To varying degrees, the nations of the developed world are getting older. This is happening for two basic reasons:

  1. Improved nutrition and healthcare enable people to live longer.
  2. Fertility rates are falling toward replacement rate or even lower.

No trend persists forever, but the older-world trend is likely to continue unless something happens to reduce average lifespans and/or produce more babies.

Developed-world aging produces all kinds of economic consequences, in particular for the labor market. The total number of humans in a given place may be relatively constant or even rise, while the number of workers who can actually contribute to that place’s economy falls.

Child labor laws and customs vary. In the United States, the labor force theoretically consists of all those age 16 and over who are either working or actively seeking work. Retirement is fuzzier because people can retire around age 65, but many keep working either voluntarily or out of necessity.

As we saw last week, demographers use a statistic called the “dependency ratio,” which is the ratio of workers to the entire population. The lower the percentage of workers, the bigger each worker’s responsibility becomes for providing support to young and old dependents, either directly or through taxes.

To illustrate, here is a chart from Eurostat on the projections for the EU population from 2014 to 2080.

We see that in 2014, 65.9% of the EU was aged 15–64, or what we might call “prime working age.” The number shrinks steadily to around 56% by 2050 and then levels out. Why does it level out? Basically, because the forecasters assume that birthrates won’t drop much lower and that there is a limit on how long people will live. But in this next chart you can see the steep rise in the percentage of the elderly compared to those of working age, all over the developed world.

The number of children (ages 0–20) changes only slightly in the decades to come. The big change occurs in the top two segments on the previous chart, those aged 65–79 and 80+. Combined, they will grow from 18.5% of the population in 2014 to 28.7% in 2080.

These figures involve assumptions that could change. A top issue for Europe is how many immigrants it will accept and how fecund the immigrants will be compared to the current population.

Presuming, for the sake of argument, that ages 15–65 encompasses most workers, in 2014 the EU had 66% of its population working to support the 34% who were not working because they were either too young or too old. By 2040, less than 25 years from now, the EU is projected to have 58.5% working to support 41.5% who are dependents. About two-thirds of the dependents will be those age 65 and over.
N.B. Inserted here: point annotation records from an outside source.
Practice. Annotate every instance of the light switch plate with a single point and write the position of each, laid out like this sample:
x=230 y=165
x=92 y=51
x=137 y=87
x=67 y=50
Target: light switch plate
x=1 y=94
This next chart, from the Pew Research Center (based on UN data), gives us a view on how things will change between now and 2050 in a number of countries around the world. Note that Italy, Germany, and especially Spain will have significant problems with their dependency ratio within 30 years. Only Japan will have a higher dependency ratio than these three. Everyone talks about the aging of Japan, but Spain is not a great deal different; and after Spain’s last recession, so many young people left the country that the statistics are probably worse than what we are seeing in the data.

Can We Have a Little Economic Participation, Please?

Now, you might say that working-age people don’t really support the retirees. This assertion is true to the extent that retirees support themselves from savings. It is not true for retirees whose pensions depend on tax revenue and economic growth.

The number of people aged 15 to 65 doesn’t really equal the number of workers. We measure the number of actual workers by something called the participation rate. And because data for the participation rate is so robust in the United States, I’m going to focus on the US.

In the US, population growth has slowed, and productivity has fallen; that’s why we haven’t been able to boost real GDP growth to the levels seen in previous recoveries. The slow GDP growth we’ve seen in this recovery is precisely due to a much lower annual increase in employment.

What about the potential for future growth? If the “natural” unemployment rate is a little over 4% and the official unemployment rate is sitting at just about 5%, doesn’t that suggest there aren’t many more productive workers who can be added into the GDP growth mix? Actually, that is not the case. It’s really all about the participation rate.